On the other hand, there is wide agreement
here, and a growing consensus in Washington, that Karzai has been right on one
major issue — the need to put more pressure on Pakistan to stop sheltering
Taliban militants. Although the Obama and George W. Bush administrations treated
Pakistan as a recalcitrant but vital anti-terror ally, President Trump has
taken a much harder line and recently suspended security aid.
One high-profile endorsement has come from Zalmay
Khalilzad, an Afghan-born former U.S. ambassador to Kabul in the early 2000s,
who visited here recently and met with a variety of people, reportedly
exploring a political or diplomatic role. In an interview this week with Voice
of America, Khalilzad described Karzai as “a national leader” and said they
were “on the same page” about Pakistan. He echoed Karzai’s call for additional
sanctions on Pakistani military officials.

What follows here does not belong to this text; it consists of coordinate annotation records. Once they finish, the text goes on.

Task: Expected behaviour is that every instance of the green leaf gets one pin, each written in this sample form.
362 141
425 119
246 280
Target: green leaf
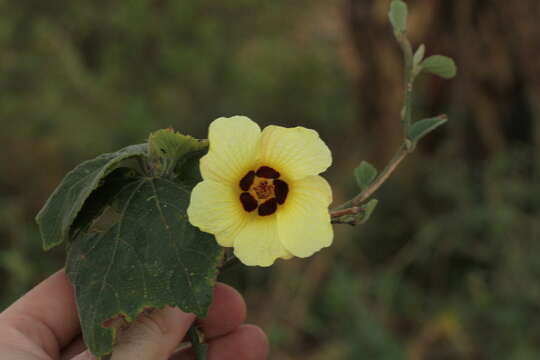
440 65
423 127
365 173
398 16
419 55
368 210
169 144
149 256
59 212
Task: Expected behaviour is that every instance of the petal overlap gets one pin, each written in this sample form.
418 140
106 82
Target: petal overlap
278 166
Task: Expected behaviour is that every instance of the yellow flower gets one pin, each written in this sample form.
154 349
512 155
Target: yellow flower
261 192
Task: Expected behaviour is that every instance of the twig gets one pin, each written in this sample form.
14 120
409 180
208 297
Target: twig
351 207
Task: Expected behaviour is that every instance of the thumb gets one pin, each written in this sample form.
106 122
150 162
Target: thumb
152 336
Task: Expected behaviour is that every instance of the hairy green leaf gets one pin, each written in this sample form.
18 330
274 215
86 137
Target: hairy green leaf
440 65
398 16
61 209
423 127
365 173
148 256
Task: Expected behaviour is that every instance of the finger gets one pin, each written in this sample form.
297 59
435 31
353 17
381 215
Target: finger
157 335
47 314
248 342
154 335
76 347
227 312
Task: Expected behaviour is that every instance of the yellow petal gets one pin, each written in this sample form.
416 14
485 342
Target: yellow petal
233 143
304 221
295 152
258 244
216 209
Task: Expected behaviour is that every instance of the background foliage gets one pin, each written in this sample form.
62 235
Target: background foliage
447 268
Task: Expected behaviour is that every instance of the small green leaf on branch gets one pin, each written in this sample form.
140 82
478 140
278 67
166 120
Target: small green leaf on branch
419 55
170 144
440 65
398 16
368 209
423 127
365 173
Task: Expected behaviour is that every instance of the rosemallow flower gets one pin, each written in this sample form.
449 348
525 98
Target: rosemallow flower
261 192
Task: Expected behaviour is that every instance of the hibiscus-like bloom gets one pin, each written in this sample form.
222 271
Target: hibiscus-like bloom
261 192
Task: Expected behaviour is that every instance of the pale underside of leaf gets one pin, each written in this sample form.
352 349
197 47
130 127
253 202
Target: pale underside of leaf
62 207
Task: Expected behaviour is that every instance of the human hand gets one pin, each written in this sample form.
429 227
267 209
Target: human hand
44 325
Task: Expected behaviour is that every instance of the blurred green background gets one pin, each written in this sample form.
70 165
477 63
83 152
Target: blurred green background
448 267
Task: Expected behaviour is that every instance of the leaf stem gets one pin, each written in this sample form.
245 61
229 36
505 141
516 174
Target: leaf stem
200 349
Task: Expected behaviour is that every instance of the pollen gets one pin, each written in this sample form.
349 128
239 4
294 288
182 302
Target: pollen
263 190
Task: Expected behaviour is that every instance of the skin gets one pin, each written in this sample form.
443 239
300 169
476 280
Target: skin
43 325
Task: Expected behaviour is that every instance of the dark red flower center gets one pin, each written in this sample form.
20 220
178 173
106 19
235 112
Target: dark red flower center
263 190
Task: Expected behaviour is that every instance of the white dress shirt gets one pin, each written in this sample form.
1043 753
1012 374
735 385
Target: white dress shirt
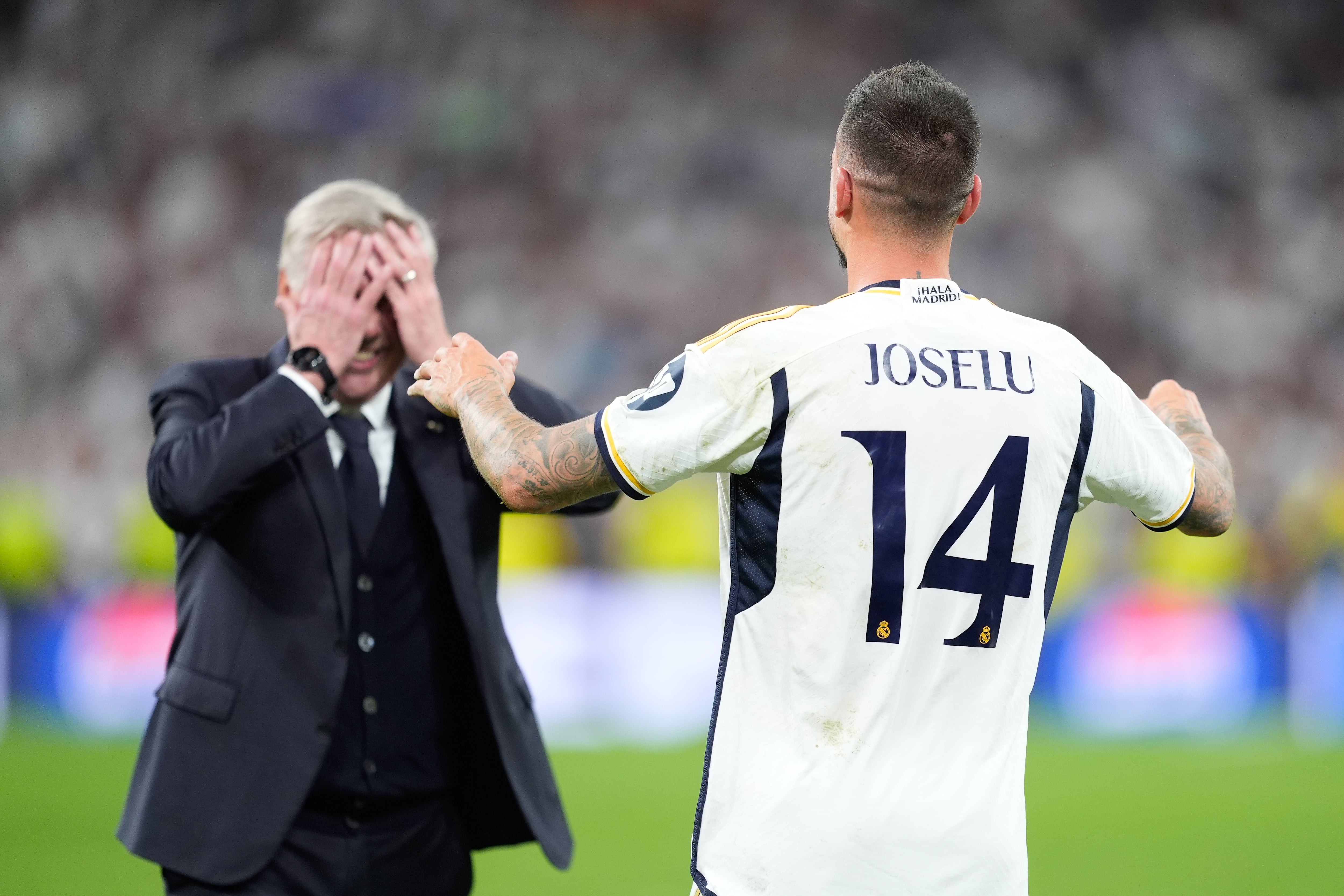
382 438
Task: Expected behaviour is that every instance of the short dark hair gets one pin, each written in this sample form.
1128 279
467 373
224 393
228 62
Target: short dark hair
910 139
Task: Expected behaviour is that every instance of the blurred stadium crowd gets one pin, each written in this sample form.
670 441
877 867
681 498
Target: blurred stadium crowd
612 179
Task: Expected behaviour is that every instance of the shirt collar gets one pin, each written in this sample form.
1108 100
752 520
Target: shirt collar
929 291
374 410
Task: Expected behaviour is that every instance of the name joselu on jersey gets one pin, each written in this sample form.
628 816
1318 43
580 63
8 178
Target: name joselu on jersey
904 367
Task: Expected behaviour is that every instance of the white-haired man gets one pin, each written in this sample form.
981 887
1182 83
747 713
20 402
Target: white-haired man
342 711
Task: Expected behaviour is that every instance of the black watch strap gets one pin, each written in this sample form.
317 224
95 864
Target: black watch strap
311 359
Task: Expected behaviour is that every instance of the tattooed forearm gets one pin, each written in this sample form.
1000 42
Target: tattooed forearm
1216 498
533 468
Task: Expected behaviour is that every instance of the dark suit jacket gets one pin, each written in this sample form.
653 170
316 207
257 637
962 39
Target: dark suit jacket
242 472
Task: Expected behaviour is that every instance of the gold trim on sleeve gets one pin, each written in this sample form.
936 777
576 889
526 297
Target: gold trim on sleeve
616 456
752 320
1185 504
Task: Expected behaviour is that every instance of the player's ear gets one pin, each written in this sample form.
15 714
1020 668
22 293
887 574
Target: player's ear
842 193
972 204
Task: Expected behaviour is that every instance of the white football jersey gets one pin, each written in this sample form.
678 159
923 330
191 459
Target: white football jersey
897 476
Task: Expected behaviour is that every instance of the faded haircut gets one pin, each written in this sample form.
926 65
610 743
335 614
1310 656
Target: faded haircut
910 139
341 206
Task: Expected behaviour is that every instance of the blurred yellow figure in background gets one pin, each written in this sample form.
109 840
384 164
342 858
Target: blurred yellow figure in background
148 546
1197 567
1082 562
30 546
533 543
1311 516
677 530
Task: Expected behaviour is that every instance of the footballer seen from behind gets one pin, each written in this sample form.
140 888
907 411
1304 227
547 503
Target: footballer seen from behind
898 469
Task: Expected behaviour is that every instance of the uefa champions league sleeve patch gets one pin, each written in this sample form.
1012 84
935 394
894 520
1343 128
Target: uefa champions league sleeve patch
663 387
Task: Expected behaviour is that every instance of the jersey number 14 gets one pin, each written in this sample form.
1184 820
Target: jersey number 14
994 580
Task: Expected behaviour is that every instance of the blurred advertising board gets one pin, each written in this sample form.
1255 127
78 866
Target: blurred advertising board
96 662
5 668
611 658
1144 660
616 658
1316 659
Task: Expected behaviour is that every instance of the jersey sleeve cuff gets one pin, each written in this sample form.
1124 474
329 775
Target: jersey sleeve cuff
616 468
1179 516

Other analysts said that the deepening
problems of the Ghani government, which include numerous delays and
difficulties in scheduling national elections, are lending more credence to
Karzai’s criticism of the U.S.-brokered deal between Ghani and his top rival,
Abdullah Abdullah, after fraud-plagued elections in 2014. That agreement created
the badly divided National Unity Government.
Karzai has called for an alternative
political path forward, repeatedly proposing a loya jirga, or traditional
gathering for debate and decision. Afghan and foreign critics see this as a
ploy for him to manipulate the meeting and make a political comeback, but
Karzai strongly rejects that charge.
“I know the Americans are worried that a
jirga will ask them to leave and ask me to return, but I have no desire to
return,” Karzai said in the interview. “Today, things are going so badly that
we need to go back to the people. The United States has no need to fear us, but
America’s behavior is damaging us, and our belief in the democratic values of
the West is being shattered. Why do they want to see us weak and unstable?”
Yet for all his dark accusations, Karzai, who
speaks cultured and flawless English, can be diplomatic and charmingly
self-aware. He veers unexpectedly from dignified umbrage to chortling glee. In
the interview, he acknowledged with a laugh that he had been “brutally frank”
with U.S. officials during his presidency but suggested that it was his
patriotic duty at the time.
“I am not anti-American,” Karzai said. “I
oppose a lot of U.S. policies, but I remain an ally. If the Americans act
honorably, they will find us very accommodating.”